We need banking - but we don't need banks. Clubs/Associations of businesses and freelancers could extend credit to customers, subject to mutual credit assurance through a Guarantee Society. Accounting and risk management are provided by service-providers-formerly-known-as-banks. The outcome is essentially a credit card owned by producers and consumers - not the banks.

Alternative Investment – Peer to Peer & Peer to Here

Capital Partner investors who are up for taking on development risk may invest in creating new productive assets and share in the new value created. Risk averse investors, on the other hand, may simply invest at a discount in future production or revenues from the new productive assets created. They are the embodiment of "Peer to Here". 
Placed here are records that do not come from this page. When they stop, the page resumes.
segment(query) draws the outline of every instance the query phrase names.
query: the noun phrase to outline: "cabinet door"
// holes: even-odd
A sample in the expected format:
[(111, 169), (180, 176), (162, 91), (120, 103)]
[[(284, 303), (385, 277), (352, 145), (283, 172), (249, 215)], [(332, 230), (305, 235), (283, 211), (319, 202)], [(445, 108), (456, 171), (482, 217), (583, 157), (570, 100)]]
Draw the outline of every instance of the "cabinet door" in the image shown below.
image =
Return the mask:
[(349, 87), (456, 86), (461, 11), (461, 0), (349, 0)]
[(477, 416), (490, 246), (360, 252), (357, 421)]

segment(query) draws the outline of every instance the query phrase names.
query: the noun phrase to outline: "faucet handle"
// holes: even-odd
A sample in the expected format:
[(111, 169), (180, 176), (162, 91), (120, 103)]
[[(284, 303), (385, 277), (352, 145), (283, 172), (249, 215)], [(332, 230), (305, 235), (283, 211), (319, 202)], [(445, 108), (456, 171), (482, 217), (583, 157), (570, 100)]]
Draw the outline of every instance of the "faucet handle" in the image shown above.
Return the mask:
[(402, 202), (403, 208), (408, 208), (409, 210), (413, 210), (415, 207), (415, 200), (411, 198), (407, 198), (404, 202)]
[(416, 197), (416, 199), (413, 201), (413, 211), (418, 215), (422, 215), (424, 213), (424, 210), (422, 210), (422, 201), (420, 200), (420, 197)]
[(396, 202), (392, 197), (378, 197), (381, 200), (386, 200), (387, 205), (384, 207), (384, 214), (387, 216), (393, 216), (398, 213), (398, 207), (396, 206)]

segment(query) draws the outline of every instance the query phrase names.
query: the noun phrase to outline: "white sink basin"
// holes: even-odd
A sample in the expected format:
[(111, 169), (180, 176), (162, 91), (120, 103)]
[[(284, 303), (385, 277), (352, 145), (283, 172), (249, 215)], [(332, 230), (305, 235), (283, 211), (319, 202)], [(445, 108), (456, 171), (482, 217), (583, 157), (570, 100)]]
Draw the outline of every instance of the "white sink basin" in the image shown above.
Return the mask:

Alternative Transport – Platform Cooperatives

Transport manufacturers will no longer sell cars, trains, vessels or planes: they will supply transport as a service in partnership with energy suppliers, in exchange for a share in the revenues generated.

The balance of the revenues will pay a cooperative consortium of service providers [what has often been described as a "progressive Uber" or "platform cooperativism" - Ed.]. The necessary investment in transport will come from discounted and prepaid transport revenues.

Alternative Outcomes

Competition in a service economy is no longer for money but for quality of service, with service providers co-operating on costs, particularly resource costs.

The economic outcome is compelling, because the more expensive finite resources become the more profitable it is to save them.

Finally, since service providers do not own expensive assets or take market price risk or credit risk - as do middlemen, such as the Big Six UK energy companies – then the result is service providers who will out-compete the middlemen. This is why the smarter companies are already making the transition.